The European Union should be more specific about how it would support Greece in a crisis, to help lower the highly indebted country's borrowing costs now, Greek Finance Minister George Papaconstantinou said on Thursday.
In an interview with Reuters, he also said that while Greece respected the euro zone's principle of dealing with fiscal problems by itself, it did not rule out seeking International Monetary Fund assistance but was not actively pursuing it.
If the EU gave a clearer indication of the mechanism that might be used, in an emergency, to help Greece, bond spreads would fall and a rescue would not be needed, Papaconstantinou said.

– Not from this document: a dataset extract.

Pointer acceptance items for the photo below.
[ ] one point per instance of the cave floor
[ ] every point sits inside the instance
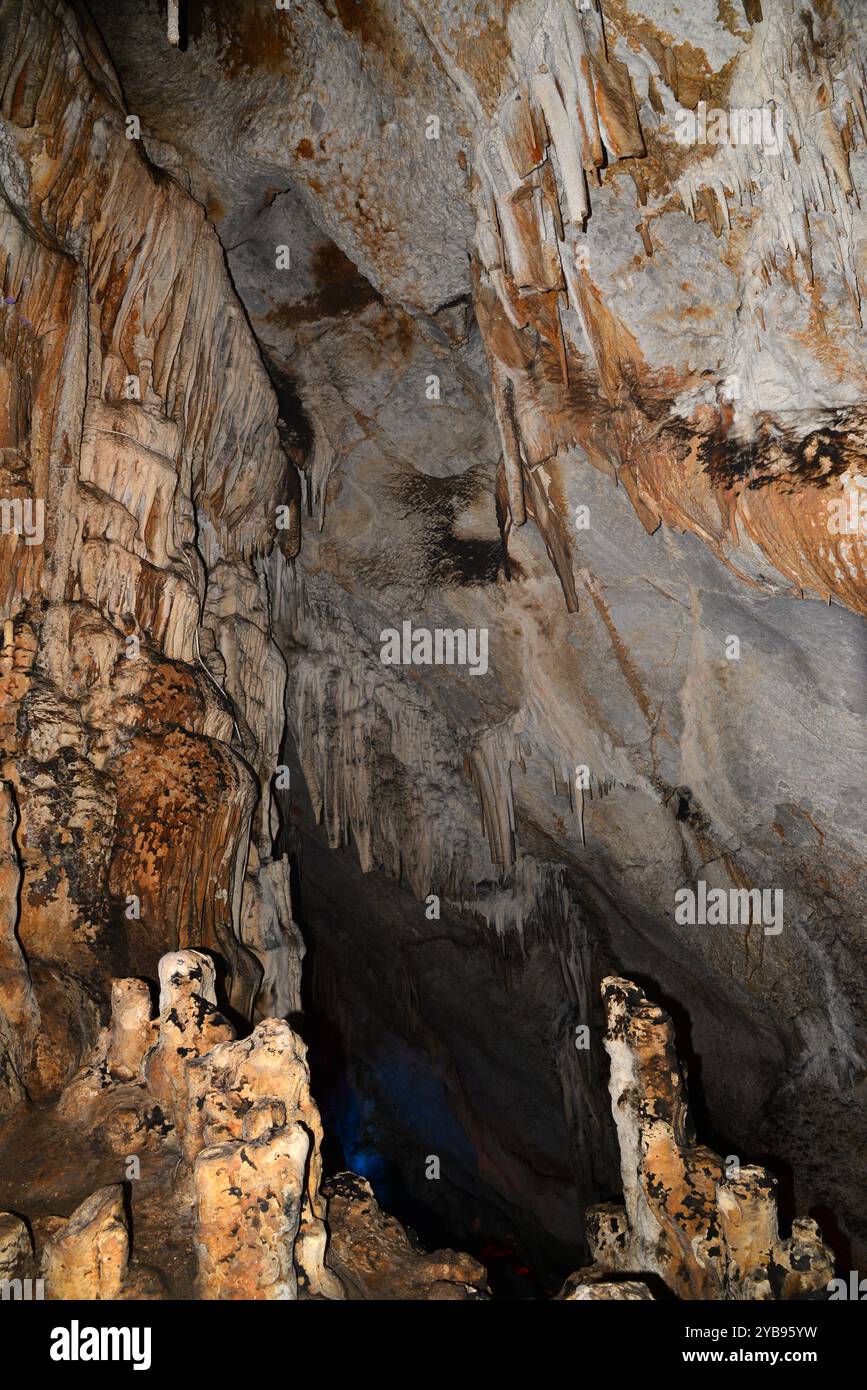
(49, 1166)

The best deterrent is the one that you put on the table for everyone to see and you never have to use it. That's what the markets are looking for, he said.
Bond markets were probing to see whether there was a genuine backstop for Greece because last week's statement of political support by EU leaders was short on specifics, given the reluctance of a number of countries to go further.
Greece needs to borrow or refinance some 53 billion euros this year, more than 20 billion of it in April and May. Investors are charging a risk premium of about 330 basis points to buy Greek 10-year debt rather than benchmark German bonds.
The minister said lowering borrowing costs would help him meet a commitment to the EU to reduce the budget deficit by 4 percentage points of gross domestic product this year.
If you have a clear (EU) statement of intent, then my spreads will collapse with a week, and therefore my assumptions within the (deficit reduction) programme will turn out to be right.